Yesterday I tried to repair something and got crazy glue all over my fingers. Used nail polish remover but it was still there. Tried making doll bathing suits. My fingers just kept snagging on the fabric. I would get something lined up, reach for a pin and skew everything. I gave up. Last night at the hot tub, I was rubbing my fingers on the rough surface and trying to pick off the glue. I used polish remover 3 more times before bed, and lotion. I was able to make the bathing suits this morning!! Yippee! I wanted to deliver them tonight!
I sure like this pool/hot tub thing. Even if it is cold out!
I go home Sunday night. I can't believe I have been here a week already!! My daughter has a call into her lawyer to see what can be done about getting this divorce moving. Her ex is still counting on her coming back. Especially after they go to family counselling. She has told him even if he turned into a saint, it is OVER!! She is hoping her lawyer can give his lawyer a list of what SHE wants for the settlement.
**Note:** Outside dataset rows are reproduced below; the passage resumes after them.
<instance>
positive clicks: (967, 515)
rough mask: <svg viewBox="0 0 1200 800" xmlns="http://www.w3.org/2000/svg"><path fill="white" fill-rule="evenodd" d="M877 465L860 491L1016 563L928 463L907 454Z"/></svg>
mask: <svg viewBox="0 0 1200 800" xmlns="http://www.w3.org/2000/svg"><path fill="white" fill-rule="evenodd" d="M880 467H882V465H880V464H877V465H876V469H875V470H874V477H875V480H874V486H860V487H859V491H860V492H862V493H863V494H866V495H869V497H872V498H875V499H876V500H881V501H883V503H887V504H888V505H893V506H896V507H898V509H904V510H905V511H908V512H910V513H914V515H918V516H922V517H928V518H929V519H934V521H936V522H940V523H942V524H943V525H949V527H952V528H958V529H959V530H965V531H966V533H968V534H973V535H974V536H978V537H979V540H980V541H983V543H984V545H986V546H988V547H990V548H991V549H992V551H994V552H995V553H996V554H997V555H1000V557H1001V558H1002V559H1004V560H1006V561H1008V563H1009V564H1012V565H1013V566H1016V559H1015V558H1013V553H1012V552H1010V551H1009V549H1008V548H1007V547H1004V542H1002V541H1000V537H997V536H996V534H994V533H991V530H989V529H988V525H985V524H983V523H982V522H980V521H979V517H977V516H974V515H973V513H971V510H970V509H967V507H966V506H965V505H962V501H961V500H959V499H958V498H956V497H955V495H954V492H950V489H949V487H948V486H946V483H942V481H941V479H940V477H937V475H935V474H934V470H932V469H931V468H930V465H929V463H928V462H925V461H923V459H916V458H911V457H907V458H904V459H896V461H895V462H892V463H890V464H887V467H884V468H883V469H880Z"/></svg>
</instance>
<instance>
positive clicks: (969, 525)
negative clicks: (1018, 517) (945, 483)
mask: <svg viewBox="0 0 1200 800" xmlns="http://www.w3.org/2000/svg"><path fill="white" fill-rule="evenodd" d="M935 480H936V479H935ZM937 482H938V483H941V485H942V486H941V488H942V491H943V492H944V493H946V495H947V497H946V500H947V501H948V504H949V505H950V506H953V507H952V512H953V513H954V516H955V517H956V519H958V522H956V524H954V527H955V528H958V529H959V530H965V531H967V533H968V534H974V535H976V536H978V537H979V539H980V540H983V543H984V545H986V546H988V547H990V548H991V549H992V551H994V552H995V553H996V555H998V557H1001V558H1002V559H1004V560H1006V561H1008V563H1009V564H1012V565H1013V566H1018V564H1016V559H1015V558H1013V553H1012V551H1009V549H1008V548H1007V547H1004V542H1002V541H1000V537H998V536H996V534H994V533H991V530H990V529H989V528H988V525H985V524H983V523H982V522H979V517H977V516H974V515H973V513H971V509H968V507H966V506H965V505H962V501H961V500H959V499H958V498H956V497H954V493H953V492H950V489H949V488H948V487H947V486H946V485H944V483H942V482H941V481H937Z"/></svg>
Hoping that will get him to get a move on and at least reply!
Everyone have a fantabulous day!!
Well, wanna mop before I go to the school.
Everyone have a fantabulous day!!

Grammylew in Jax

 

Judy G.
on 5/31/12 9:00 am - Galion, OH

Evening Nancy and OFF family!!!

OMG am I ever sore and tired out!! Been planting marigolds since 9 am this morning and the ground is like cement!!! Thank GOD I have Rick here to help me or I think I would be dead by now!! Get to stay in the office all day tomorrow because it is the first of the month and rent is due...more planting on saturday...yippeee easy ones though!!

Nancy have you thought of getting a heated mattress pad? It works wonders for painful body parts!!! Best thing I ever spent my money on!!!

Well time to get moving before I can't...I hurt so bad...lol another hour before we can lock up yet...hope I make it...lol.

Thoughts and Prayers for ALL that need them!!